Compress the specified file filename:

bzip2 filename
or
bzip2 -z filename

Here, there will be no output during compression. The original file filename will be deleted and replaced with filename.bz2. If there was filename.bz2 before, it will not be replaced and an error will be prompted (if you want to replace, specify the -f option, for example bzip2 -f filename; If filename is a directory, it will also remind you of the error and do not perform any operation; if filename has already been compressed and has a bz2 suffix, it will remind you that it will no longer be compressed. If there is no bz2 suffix, it will be compressed again.

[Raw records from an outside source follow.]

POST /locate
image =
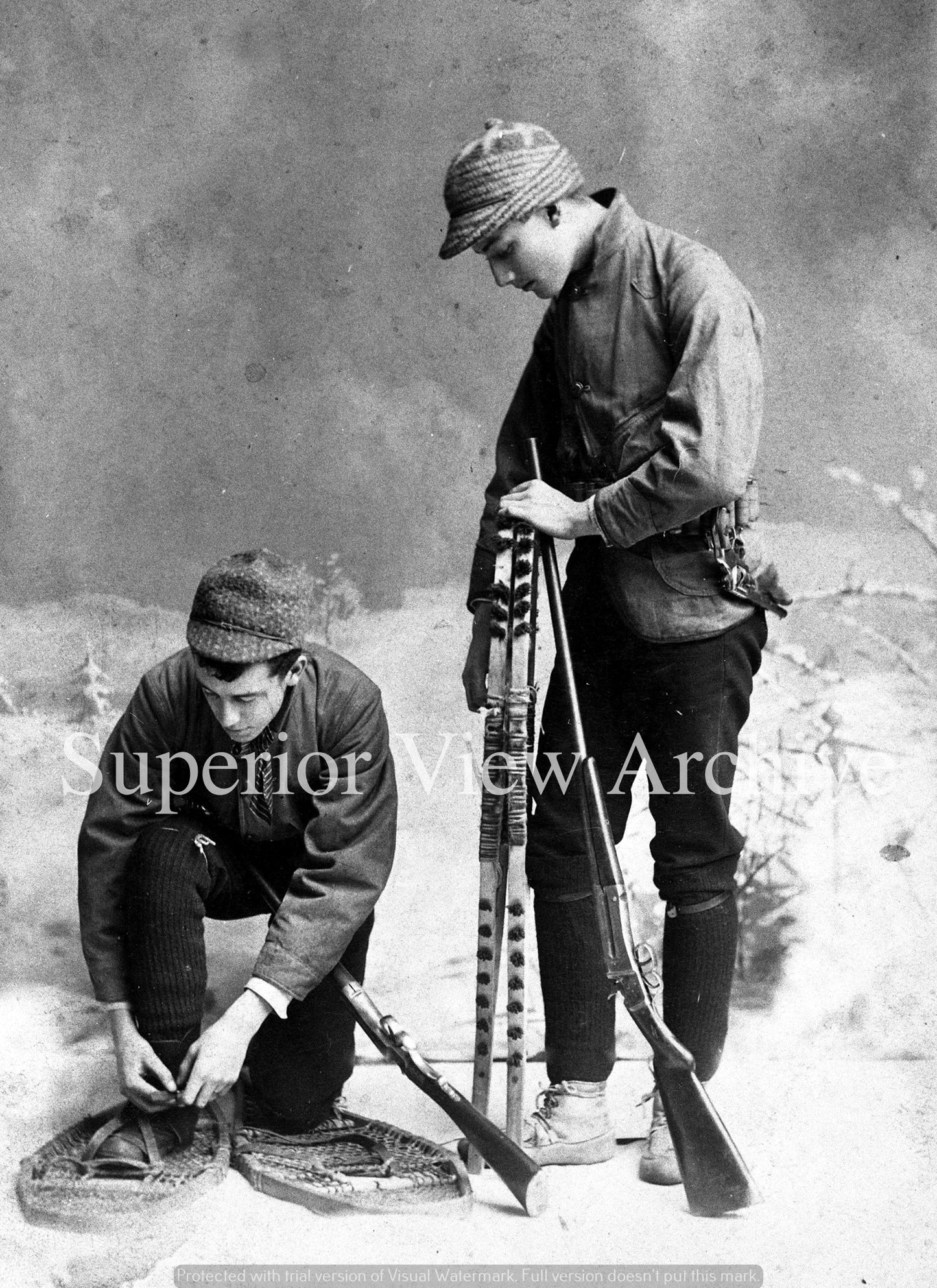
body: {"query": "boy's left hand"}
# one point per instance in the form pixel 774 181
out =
pixel 213 1063
pixel 547 510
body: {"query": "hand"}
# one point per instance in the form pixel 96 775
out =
pixel 139 1067
pixel 550 512
pixel 213 1063
pixel 475 671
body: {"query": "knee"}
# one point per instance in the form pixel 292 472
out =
pixel 165 863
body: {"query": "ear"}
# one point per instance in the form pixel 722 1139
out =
pixel 292 675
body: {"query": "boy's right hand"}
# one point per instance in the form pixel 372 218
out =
pixel 145 1080
pixel 475 670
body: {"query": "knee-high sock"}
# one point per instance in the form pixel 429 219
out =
pixel 168 884
pixel 699 962
pixel 577 1004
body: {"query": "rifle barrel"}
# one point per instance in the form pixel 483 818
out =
pixel 517 1170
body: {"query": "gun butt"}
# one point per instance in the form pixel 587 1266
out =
pixel 715 1175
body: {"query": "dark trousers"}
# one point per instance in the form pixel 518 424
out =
pixel 687 700
pixel 298 1066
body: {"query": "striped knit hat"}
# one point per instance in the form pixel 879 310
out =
pixel 510 172
pixel 249 608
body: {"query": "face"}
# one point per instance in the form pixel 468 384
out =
pixel 245 708
pixel 532 256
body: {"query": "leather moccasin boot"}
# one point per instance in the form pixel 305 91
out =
pixel 147 1139
pixel 658 1163
pixel 571 1125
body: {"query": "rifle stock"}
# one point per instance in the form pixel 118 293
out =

Extract the specified file filename.bz2:

bzip2 -d filename.bz2
or
bunzip2 filename.bz2

Here, there is no standard output when decompressing, and the original file filename.bz2 will be replaced with filename. If filename exists before, it will not be replaced and an error will be prompted (if you want to replace, specify the -f option, such as bzip2 -df filename.bz2.

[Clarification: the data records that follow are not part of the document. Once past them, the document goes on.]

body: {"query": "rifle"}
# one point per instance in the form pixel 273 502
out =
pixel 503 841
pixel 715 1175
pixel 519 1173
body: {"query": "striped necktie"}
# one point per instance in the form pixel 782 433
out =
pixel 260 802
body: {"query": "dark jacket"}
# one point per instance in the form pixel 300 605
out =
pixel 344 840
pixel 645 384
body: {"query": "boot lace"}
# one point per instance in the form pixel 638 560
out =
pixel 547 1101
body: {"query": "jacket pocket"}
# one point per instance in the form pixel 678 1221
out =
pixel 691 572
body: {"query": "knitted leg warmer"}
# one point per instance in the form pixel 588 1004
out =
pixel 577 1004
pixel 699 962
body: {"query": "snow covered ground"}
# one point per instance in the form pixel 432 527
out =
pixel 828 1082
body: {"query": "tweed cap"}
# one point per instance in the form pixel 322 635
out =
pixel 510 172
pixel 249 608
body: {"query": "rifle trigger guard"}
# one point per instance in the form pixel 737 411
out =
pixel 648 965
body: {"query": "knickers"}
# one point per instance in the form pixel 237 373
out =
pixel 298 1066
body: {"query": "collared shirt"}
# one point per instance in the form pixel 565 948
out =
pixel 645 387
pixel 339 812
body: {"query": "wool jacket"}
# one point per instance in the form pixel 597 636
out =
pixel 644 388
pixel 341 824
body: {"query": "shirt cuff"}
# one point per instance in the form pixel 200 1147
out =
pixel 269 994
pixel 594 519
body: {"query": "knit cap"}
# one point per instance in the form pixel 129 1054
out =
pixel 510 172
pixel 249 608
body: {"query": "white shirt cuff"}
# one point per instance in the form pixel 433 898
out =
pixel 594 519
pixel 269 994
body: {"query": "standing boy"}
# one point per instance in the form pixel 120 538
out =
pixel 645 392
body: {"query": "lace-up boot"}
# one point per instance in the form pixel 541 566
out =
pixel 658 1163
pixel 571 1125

The results will also be output when compressing and decompressing:

$bzip2 -v filename

After input, the output is as follows:

filename: 0.119:1, 67.200 bits/byte, -740.00% saved, 5 in, 42 out.

Here, adding the -v option will output the output. Only compression is used as an example. When decompressing, the same is true for bzip2 -dv filename.bz2, which is no longer used as an example.

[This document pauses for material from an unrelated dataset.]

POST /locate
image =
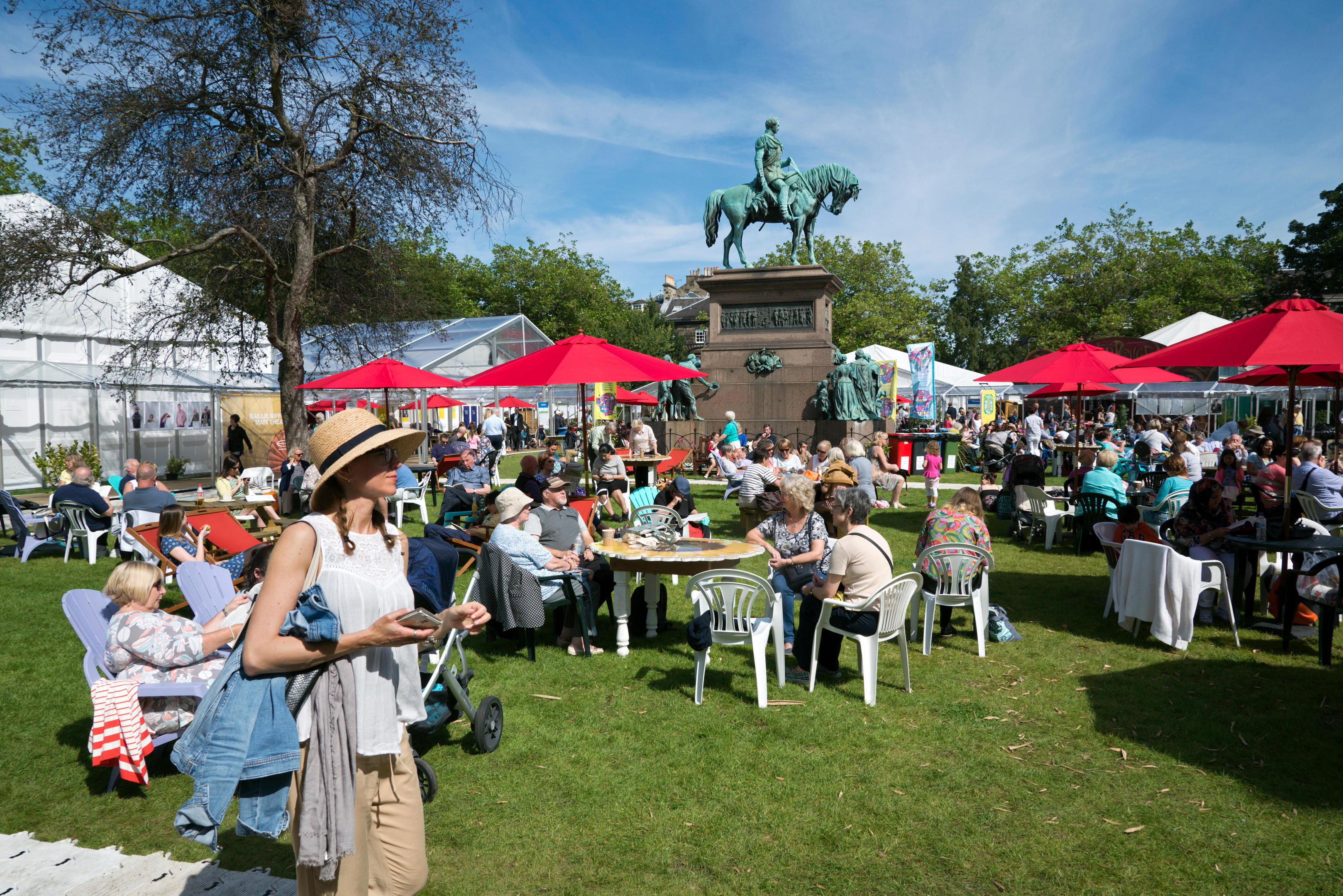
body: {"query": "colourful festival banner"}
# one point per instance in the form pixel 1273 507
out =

Simulated decompression does not actually decompress:

bzip2 -tv filename.bz2

After input, the output is as follows:

filename.bz2: ok

Here, -t specifies to simulate decompression without actually generating results, that is to say, it is similar to checking files. Of course, even if there is filename under the directory, there will be no error output, because it will not actually decompress the file at all. In order to output on the screen, the -v option is added here. If bzip2 -dv filename.bz2 is really decompressed, the output will replace "ok" with "done".

When compressing and decompressing, in addition to generating the result file, the original file is also saved:

bzip2 -k filename

Here, add -k to save the original file, otherwise the original file will be replaced by the result file. Only compression is used as an example. When decompressing, $bzip2 -dk filename.bz2 is no longer used in the same way.

Extract to standard output:

bzip2 -dc filename.bz2

After input, the output is as follows:

hahahhaahahha

Here, use -c to specify the standard output. The output is the content of the file filename, and filename.bz2 will not be deleted.

Compressed to standard output:

bzip2 -c filename
bzip2: I won't write compressed data to a terminal.
bzip2: For help, type: `bzip2 --help'.

Here, use -c to specify compression to standard output without deleting the original file. The difference is that the compressed file cannot be output to standard output.

**When using bzip2, treat everything following as a file (even if the file name starts with '-'): **

bzip2 -- -myfilename

This is mainly to prevent - in the file name from causing ambiguity in thinking it is an option.